The Reserve Bank of India followed this up with a directive to all banks to keep away those customers who were operating their accounts and using the funds to deal in cryptocurrencies. This has further affected the individuals and entities engaged in buying and selling Bitcoin and the have now taken the RBI to the Supreme Court to withdraw its directive.

The directive by RBI covered virtually all financial bodies, including banks, non-banking companies, digital wallets and practically any other institution and the date set for full compliance was July 5.

These Bitcoin traders are trying to take advantage of the thin line between a complete ban on cryptocurrencies and their being not accepted as legal tender. They say that as long as there is no ban on these currencies they cannot be barred from dealing in them and cutting of banking support to them is not acceptable. It is interesting to note that 2 other entities, a cryptocurrency exchange CoinRetail and a trader moneytradecoin have already files cases in courts against the move by RBI.

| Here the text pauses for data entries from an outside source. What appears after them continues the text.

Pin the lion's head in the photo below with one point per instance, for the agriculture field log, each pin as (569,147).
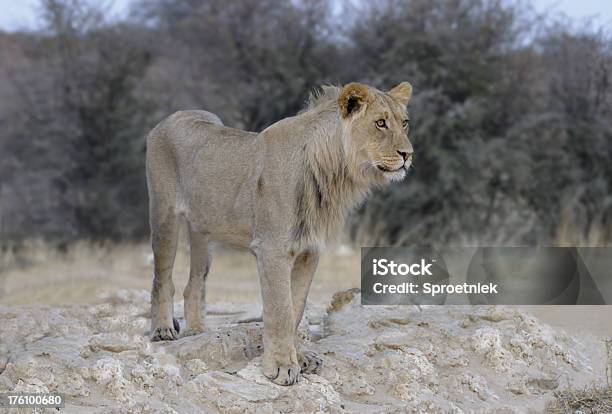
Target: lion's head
(377,140)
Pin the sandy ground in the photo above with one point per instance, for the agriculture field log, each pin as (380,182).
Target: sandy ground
(81,276)
(75,323)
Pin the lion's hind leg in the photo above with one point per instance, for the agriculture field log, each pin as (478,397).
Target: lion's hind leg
(195,291)
(164,237)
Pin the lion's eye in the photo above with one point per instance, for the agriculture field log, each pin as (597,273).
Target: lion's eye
(381,123)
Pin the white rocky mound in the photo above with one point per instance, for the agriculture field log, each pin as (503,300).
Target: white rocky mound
(376,360)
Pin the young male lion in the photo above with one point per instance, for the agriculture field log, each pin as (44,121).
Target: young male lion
(279,193)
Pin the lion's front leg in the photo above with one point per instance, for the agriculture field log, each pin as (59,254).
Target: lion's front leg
(280,362)
(301,278)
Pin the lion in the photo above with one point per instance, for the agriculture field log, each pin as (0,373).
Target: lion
(280,193)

From RBI’s perspective it was trying to protect the public from being exploited by unscrupulous elements in the trade who lure them by offering high return if they invested in Bitcoin. Some of the leading economies in the world, including Japan, China, the US and South Korea have already acted in similar fashion through their respective central banks to put curbs on the dealings in cryptocurrencies through normal banking channels.

If the Supreme Court does not come to their rescue, these operators will have to move their businesses overseas. A country like Malaysia could be an easy choice, if they were to decide so.